Date: Wed, 15 Mar 2017 17:57:00 +0000
From: Patrick Bellasi <patrick.bellasi@arm.com>
To: "Paul E. McKenney" <paulmck@linux.vnet.ibm.com>
Cc: Joel Fernandes <joelaf@google.com>,
        "Joel Fernandes (Google)" <joel.opensrc@gmail.com>,
        Linux Kernel Mailing List <linux-kernel@vger.kernel.org>,
        linux-pm@vger.kernel.org, Ingo Molnar <mingo@redhat.com>,
        Peter Zijlstra <peterz@infradead.org>, Tejun Heo <tj@kernel.org>
Subject: Re: [RFC v3 1/5] sched/core: add capacity constraints to CPU
 controller
Message-ID: <20170315175659.GH18557@e110439-lin>
References: <1488292722-19410-1-git-send-email-patrick.bellasi@arm.com>
 <1488292722-19410-2-git-send-email-patrick.bellasi@arm.com>
 <CAEi0qNkAK_3a_2x9BgvyEC+bFvckGFoQX1fjFba6boC1ws_R5w@mail.gmail.com>
 <20170315112020.GA18557@e110439-lin>
 <CAJWu+or4AJ6_J8XJicKDJReMP6Dj7t7SbB7k78ia8FdhDdXXoA@mail.gmail.com>
 <20170315161048.GJ3637@linux.vnet.ibm.com>
 <20170315164439.GG18557@e110439-lin>
 <20170315172429.GK3637@linux.vnet.ibm.com>
MIME-Version: 1.0
Content-Type: text/plain; charset=us-ascii
Content-Disposition: inline
In-Reply-To: <20170315172429.GK3637@linux.vnet.ibm.com>
User-Agent: Mutt/1.5.24 (2015-08-30)
Sender: linux-kernel-owner@vger.kernel.org
Content-Length: 4627
Lines: 102

On 15-Mar 10:24, Paul E. McKenney wrote:
> On Wed, Mar 15, 2017 at 04:44:39PM +0000, Patrick Bellasi wrote:
> > On 15-Mar 09:10, Paul E. McKenney wrote:
> > > On Wed, Mar 15, 2017 at 06:20:28AM -0700, Joel Fernandes wrote:
> > > > On Wed, Mar 15, 2017 at 4:20 AM, Patrick Bellasi
> > > > <patrick.bellasi@arm.com> wrote:
> > > > > On 13-Mar 03:46, Joel Fernandes (Google) wrote:
> > > > >> On Tue, Feb 28, 2017 at 6:38 AM, Patrick Bellasi
> > > > >> <patrick.bellasi@arm.com> wrote:
> > > > >> > The CPU CGroup controller allows to assign a specified (maximum)
> > > > >> > bandwidth to tasks within a group, however it does not enforce any
> > > > >> > constraint on how such bandwidth can be consumed.
> > > > >> > With the integration of schedutil, the scheduler has now the proper
> > > > >> > information about a task to select  the most suitable frequency to
> > > > >> > satisfy tasks needs.
> > > > >> [..]
> > > > >>
> > > > >> > +static u64 cpu_capacity_min_read_u64(struct cgroup_subsys_state *css,
> > > > >> > +                                    struct cftype *cft)
> > > > >> > +{
> > > > >> > +       struct task_group *tg;
> > > > >> > +       u64 min_capacity;
> > > > >> > +
> > > > >> > +       rcu_read_lock();
> > > > >> > +       tg = css_tg(css);
> > > > >> > +       min_capacity = tg->cap_clamp[CAP_CLAMP_MIN];
> > > > >>
> > > > >> Shouldn't the cap_clamp be accessed with READ_ONCE (and WRITE_ONCE in
> > > > >> the write path) to avoid load-tearing?
> > > > >
> > > > > tg->cap_clamp is an "unsigned int" and thus I would expect a single
> > > > > memory access to write/read it, isn't it?

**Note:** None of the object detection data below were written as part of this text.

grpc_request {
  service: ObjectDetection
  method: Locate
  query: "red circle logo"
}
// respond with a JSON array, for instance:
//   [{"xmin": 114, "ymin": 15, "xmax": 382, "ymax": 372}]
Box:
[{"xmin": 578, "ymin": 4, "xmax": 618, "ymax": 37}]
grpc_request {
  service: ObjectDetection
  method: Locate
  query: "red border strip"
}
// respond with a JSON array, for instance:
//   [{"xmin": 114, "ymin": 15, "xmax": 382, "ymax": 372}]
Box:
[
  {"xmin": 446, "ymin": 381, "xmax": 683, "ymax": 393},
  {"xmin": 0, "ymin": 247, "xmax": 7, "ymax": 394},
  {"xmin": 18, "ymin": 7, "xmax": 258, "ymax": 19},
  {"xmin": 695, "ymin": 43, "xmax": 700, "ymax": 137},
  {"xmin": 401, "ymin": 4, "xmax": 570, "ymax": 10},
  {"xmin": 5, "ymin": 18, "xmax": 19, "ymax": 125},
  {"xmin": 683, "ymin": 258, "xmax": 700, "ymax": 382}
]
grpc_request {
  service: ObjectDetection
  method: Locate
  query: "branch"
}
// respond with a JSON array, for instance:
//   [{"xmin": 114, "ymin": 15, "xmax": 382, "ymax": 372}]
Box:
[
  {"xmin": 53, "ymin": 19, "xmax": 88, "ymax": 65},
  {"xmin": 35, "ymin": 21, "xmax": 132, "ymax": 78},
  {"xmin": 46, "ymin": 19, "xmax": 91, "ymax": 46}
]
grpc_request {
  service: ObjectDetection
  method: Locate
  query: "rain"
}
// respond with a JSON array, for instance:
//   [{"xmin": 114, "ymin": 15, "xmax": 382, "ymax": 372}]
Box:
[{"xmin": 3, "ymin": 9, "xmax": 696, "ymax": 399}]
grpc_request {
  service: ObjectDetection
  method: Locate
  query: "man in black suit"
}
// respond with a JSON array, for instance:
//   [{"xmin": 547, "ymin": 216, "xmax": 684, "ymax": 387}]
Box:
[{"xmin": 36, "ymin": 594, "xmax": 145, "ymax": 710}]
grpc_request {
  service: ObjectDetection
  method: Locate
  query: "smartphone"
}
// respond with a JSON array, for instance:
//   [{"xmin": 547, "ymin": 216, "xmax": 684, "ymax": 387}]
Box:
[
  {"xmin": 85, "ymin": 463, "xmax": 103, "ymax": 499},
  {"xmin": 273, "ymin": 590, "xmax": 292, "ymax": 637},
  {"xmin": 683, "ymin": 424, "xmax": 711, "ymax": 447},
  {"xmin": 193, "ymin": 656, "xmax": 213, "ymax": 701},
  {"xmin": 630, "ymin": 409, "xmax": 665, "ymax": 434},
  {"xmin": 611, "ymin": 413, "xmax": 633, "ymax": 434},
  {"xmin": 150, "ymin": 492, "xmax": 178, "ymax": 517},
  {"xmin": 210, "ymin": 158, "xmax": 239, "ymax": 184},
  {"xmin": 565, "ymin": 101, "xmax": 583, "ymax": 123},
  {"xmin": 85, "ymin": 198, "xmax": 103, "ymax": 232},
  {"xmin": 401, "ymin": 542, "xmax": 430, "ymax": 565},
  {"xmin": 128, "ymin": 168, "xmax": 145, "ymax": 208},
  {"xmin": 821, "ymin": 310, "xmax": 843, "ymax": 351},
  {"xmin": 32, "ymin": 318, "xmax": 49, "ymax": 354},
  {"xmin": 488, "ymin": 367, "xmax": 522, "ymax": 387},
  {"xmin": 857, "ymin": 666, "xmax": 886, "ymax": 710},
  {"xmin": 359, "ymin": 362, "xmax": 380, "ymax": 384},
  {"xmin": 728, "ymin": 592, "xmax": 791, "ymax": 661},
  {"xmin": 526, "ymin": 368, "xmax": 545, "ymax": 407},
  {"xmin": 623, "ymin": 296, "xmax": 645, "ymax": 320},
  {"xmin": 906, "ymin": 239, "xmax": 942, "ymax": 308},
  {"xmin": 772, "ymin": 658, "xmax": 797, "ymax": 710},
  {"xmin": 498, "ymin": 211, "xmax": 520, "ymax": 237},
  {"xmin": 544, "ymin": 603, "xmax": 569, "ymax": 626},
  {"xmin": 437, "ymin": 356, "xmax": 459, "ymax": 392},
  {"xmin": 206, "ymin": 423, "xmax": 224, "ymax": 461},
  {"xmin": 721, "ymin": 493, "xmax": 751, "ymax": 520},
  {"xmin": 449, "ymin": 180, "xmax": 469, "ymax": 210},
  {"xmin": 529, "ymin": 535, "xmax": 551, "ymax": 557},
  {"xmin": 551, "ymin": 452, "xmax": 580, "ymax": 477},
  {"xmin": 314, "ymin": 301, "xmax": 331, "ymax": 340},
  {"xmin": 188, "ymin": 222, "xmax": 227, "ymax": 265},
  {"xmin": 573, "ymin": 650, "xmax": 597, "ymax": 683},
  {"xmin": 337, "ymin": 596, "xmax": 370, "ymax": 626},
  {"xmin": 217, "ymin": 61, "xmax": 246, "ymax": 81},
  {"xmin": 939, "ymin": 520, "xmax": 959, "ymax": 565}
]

I mean: I do not expect the
> > > > > compiler "to mess" with these accesses.
> > > > 
> > > > This depends on compiler and arch. I'm not sure if its in practice
> > > > these days an issue, but see section on 'load tearing' in
> > > > Documentation/memory-barriers.txt . If compiler decided to break down
> > > > the access to multiple accesses due to some reason, then might be a
> > > > problem.
> > > 
> > > The compiler might also be able to inline cpu_capacity_min_read_u64()
> > > fuse the load from tg->cap_clamp[CAP_CLAMP_MIN] with other accesses.
> > > If min_capacity is used several times in the ensuing code, the compiler
> > > could reload multiple times from tg->cap_clamp[CAP_CLAMP_MIN], which at
> > > best might be a bit confusing.
> > 
> > That's actually an interesting case, however I don't think it applies
> > in this case since cpu_capacity_min_read_u64() is called only via
> > a function poninter and thus it will never be inlined. isn't it?
> > 
> > > > Adding Paul for his expert opinion on the matter ;)
> > > 
> > > My personal approach is to use READ_ONCE() and WRITE_ONCE() unless
> > > I can absolutely prove that the compiler cannot do any destructive
> > > optimizations.  And I not-infrequently find unsuspected opportunities
> > > for destructive optimization in my own code.  Your mileage may vary.  ;-)
> > 
> > I guess here the main concern from Joel is that such a pattern:
> > 
> >    u64 var = unsigned_int_value_from_memory;
> > 
> > can result is a couple of "load from memory" operations.
> 
> Indeed it can.  I first learned this the hard way in the early 1990s,
> so 20-year-old compiler optimizations are quite capable of making this
> sort of thing happen.
> 
> > In that case a similar:
> > 
> >   unsigned_int_left_value = new_unsigned_int_value;
> > 
> > executed on a different thread can overlap with the previous memory
> > read operations and ending up in "var" containing a not consistent
> > value.
> > 
> > Question is: can this really happen, given the data types in use?
> 
> So we have an updater changing the value of unsigned_int_left_value,
> while readers in other threads are accessing it, correct?  And you
> are asking whether the compiler can optimize the updater so as to
> mess up the readers, right?
> 
> One such optimization would be a byte-wise write, though I have no
> idea why a compiler would do such a thing assuming that the variable
> is reasonably sized and aligned.  Another is that the compiler could
> use the variable as temporary storage just before the assignment.
> (You haven't told the compiler that anyone else is reading it, though
> I don't know of this being done by production compilers.)  A third is
> that the compiler could fuse successive stores, which might or might
> not be a problem, depending.
> 
> Probably more, but that should be a start.  ;-)

Definitively yes! :)

Thanks for the detailed explanation, I'll add the READ_ONCE as
Joel suggested! +1

-- 
#include <best/regards.h>

Patrick Bellasi